A member of the Authors Guild since 1971 and an Honorary Member of the AG Council, Angell served two stints as Guild Vice President in 1975–81 and 1984–89. Angell’s life was intrinsically linked with The New Yorker: He was five years old when his mother, Katharine Sergeant Angell White, became one of the magazine’s first editors in 1925, and his stepfather, E.B. White, would publish more than 1,800 essays for it. Angell himself published his first short story for The New Yorker in 1944 when he was just twenty-two years old. He joined the magazine as a fiction editor and staff writer in 1956, where he launched the careers of Bobbie Ann Mason, Garrison Keiller, and Ann Beattie. He also became legendary for writing The New Yorker’s annual, page-long holiday poem, “Greetings, Friends!”
Angell had long been a baseball fan due to his father’s influence.

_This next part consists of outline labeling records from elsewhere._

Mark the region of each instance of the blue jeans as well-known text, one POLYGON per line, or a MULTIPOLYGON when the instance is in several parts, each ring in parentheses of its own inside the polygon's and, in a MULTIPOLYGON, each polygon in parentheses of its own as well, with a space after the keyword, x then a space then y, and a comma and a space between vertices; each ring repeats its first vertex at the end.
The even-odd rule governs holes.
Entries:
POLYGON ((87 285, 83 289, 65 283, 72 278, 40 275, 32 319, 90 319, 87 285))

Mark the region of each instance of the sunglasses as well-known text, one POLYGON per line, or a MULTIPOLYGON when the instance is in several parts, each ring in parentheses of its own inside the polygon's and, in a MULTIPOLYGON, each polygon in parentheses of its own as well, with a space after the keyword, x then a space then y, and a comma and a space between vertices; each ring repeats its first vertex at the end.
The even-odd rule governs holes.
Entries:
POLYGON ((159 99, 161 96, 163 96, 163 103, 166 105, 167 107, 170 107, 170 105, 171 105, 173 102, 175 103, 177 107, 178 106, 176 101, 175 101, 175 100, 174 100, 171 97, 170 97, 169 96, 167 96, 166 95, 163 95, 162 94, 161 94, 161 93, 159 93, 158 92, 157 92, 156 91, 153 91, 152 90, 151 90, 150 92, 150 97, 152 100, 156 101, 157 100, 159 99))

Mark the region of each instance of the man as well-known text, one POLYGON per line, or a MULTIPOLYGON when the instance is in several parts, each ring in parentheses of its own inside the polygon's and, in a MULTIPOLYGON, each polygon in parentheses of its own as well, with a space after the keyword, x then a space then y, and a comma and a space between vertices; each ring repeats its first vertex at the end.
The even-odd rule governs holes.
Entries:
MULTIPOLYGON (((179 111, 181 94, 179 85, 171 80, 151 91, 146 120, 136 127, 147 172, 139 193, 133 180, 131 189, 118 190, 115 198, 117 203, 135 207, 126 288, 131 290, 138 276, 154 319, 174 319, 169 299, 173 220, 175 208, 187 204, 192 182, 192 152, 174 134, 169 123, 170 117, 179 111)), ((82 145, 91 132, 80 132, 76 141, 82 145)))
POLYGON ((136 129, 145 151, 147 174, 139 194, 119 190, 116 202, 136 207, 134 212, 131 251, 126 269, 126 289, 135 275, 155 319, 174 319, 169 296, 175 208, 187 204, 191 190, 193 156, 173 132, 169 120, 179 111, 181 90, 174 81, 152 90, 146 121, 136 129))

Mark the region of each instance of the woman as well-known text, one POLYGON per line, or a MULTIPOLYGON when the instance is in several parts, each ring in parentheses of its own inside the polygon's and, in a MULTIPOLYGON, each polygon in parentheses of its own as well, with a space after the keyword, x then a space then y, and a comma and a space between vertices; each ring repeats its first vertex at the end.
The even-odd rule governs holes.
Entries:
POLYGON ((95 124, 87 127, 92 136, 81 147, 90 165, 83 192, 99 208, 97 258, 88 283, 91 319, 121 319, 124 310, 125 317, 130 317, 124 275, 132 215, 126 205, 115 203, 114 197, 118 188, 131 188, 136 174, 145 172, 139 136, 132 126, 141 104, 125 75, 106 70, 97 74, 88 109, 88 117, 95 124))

Ernest Angell, a semi-pro pitcher before he became a lawyer, raised Angell after his parents divorced. It wasn’t until 1962, however, when New Yorker Editor William Shawn asked him to travel down to Florida to cover spring training for the New York Mets’ inaugural season, that Angell began reporting about baseball. He would go on to write a weekly column for more than 40 years.
In 2014, Angell became the first person to win the Baseball Writers’ Association of America’s Career Excellence Award, then known as the J.G. Taylor Spink Award, and be recognized in the Baseball Hall of Fame without ever being a member of the BBWAA. In 2015, at the age of 94, Angell published his 11th book, This Old Man, a collection of essays, holiday poems, and other writings.
Some of his other books are Stone Arbor (1960), A Day in the Life of Roger Angell (1970), Five Seasons (1977), Late Innings (1982), Once More Around the Park (1991), and the memoir Let Me Finish (2006). According to The New York Times, David Remnick, the current New Yorker Editor, described Angell as a “strong writer, an editor of great influence and an intellect of broad tastes.”
We extend our condolences to his widow Margaret Moorman, son John Henry, stepdaughter Emma Quaytman, three granddaughters, and two great-granddaughters. His two daughters, Callie and Alice, have already passed.
Mourners and admirers can read some of his work in the New Yorker’s tribute to Roger Angell.
Note: This post has been updated to correct the name of Angell's New Yorker editor, William Shawn.